There are actually 12 or 13 methods used to remove radon from our homes. In some cases we use several of them at the same time. The primary method of radon reduction (or mitigation) involves the installation of an Active Soil Depressurization (ASD) system. An ASD system involves the installation of a venting system that removes radon gas from the soil beneath a house's foundation. The system includes a 3- to 4-inch PVC vent pipe, a continuously running suction fan and a system indicator. The PVC vent pipe is installed through the foundation into a small pit that is dug out by hand through the insertion hole (which often has to be drilled out). The pipe is then routed either up through the house and exited through the attic and the roof or routed to the exterior of the house and up the wall with the terminus above the eave line of the house. If the vent pipe is routed through the house, the suction fan is usually installed in the attic. If the vent pipe is routed up the outside of the house, the fan is mounted near ground level. The system indicator is mounted at some visible location below the suction fan. Most systems use a simple U-tube manometer to indicate that suction is being exerted in the pipe by the suction fan. ASD systems can be adapted for use with all foundation types (basement, slab-on-grade, crawl space, or mixed foundation types) and is the most cost-effective and most efficient means of reducing elevated indoor radon.
What is the risk of radon exposure?
Scientists believe radon exposure is the second leading cause of lung cancer. When radon decays, it shoots off alpha particles. These are small, heavy, electrically charged, sub-atomic particles consisting of two protons and two neutrons. If an alpha particle strikes the chromosomes in a lung cell, it could alter the way that cell reproduces. Our body's immune system should recognize and destroy these mutant cells before they can multiply over the next 10 to 20 years into a recognizable cancerous growth.
Some people's immune systems are better than others. Because of these inherent differences, radon doesn't affect everyone the same.
How serious a risk is radon?
According to the following EPA radon risk chart, radon is a serious health problem.

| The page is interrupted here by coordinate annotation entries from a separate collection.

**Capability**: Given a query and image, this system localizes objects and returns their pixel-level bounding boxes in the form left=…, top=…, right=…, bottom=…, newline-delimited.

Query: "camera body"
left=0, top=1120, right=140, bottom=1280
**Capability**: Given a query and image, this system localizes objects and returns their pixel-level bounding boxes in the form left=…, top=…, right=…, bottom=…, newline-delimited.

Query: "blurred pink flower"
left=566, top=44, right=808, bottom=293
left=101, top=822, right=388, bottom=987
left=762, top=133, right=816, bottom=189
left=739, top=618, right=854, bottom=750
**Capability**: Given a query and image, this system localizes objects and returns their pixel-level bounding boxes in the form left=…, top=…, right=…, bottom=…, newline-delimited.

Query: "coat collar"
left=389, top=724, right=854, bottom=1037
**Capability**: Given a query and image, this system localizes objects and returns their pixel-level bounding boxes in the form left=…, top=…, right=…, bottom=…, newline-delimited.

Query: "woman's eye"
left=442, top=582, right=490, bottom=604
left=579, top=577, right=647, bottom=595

If 1,000 people were exposed to this level over a lifetime who are:
Radon Level....Smokers........................Never Smokers
20 pCi/L ……....26% or 260 people.......4% or 36 people could get lung cancer
10 pCi/L...........15% or 150 people.......2% or 18 people could get lung cancer
4 pCi/L...............6% or 62 people........ 0.7% or 7 people could get lung cancer
2 pCi/L...............3% or 32 people........ 0.4% or 4 person could get lung cancer
What factors should I look at in deciding whether to mitigate or not?
Cigarette smokers should keep their exposure to radon as low as possible. Smokers have eight times the risk from radon as non-smokers. If the house was tested in an infrequently used basement, it may have measured a radon level that is higher than the actual level you are exposed to, spending most of your time upstairs.
People with young children should be more concerned with the possible consequences of radon exposure 20 years from now than someone in their late sixties or seventies.
Families with a hereditary predisposition of cancer should be more concerned about radon exposure than families who don't have any history of cancer.If you work for a company that might transfer you in the future, your employer probably will hire a relocation company to purchase your home. Today, most relocation companies insist that the house test below 4 pCi/L before they will buy it.
What about radon in well water?
Underground well water can transport the radon from the soil into the house, when taking a shower, doing laundry, or washing dishes. The EPA says it takes about 10,000 pCi/L of radon in water to contribute 1.0 pCi/L of radon in air throughout the house.
What about radon in city water?
If your water comes from a municipal reservoir supply, you need not worry about radon in the water. When radon in water is stored in a reservoir for more than 30 days, the radon decays away to practically nothing. Every 3.825 days half the radon disappears through natural radioactive decay.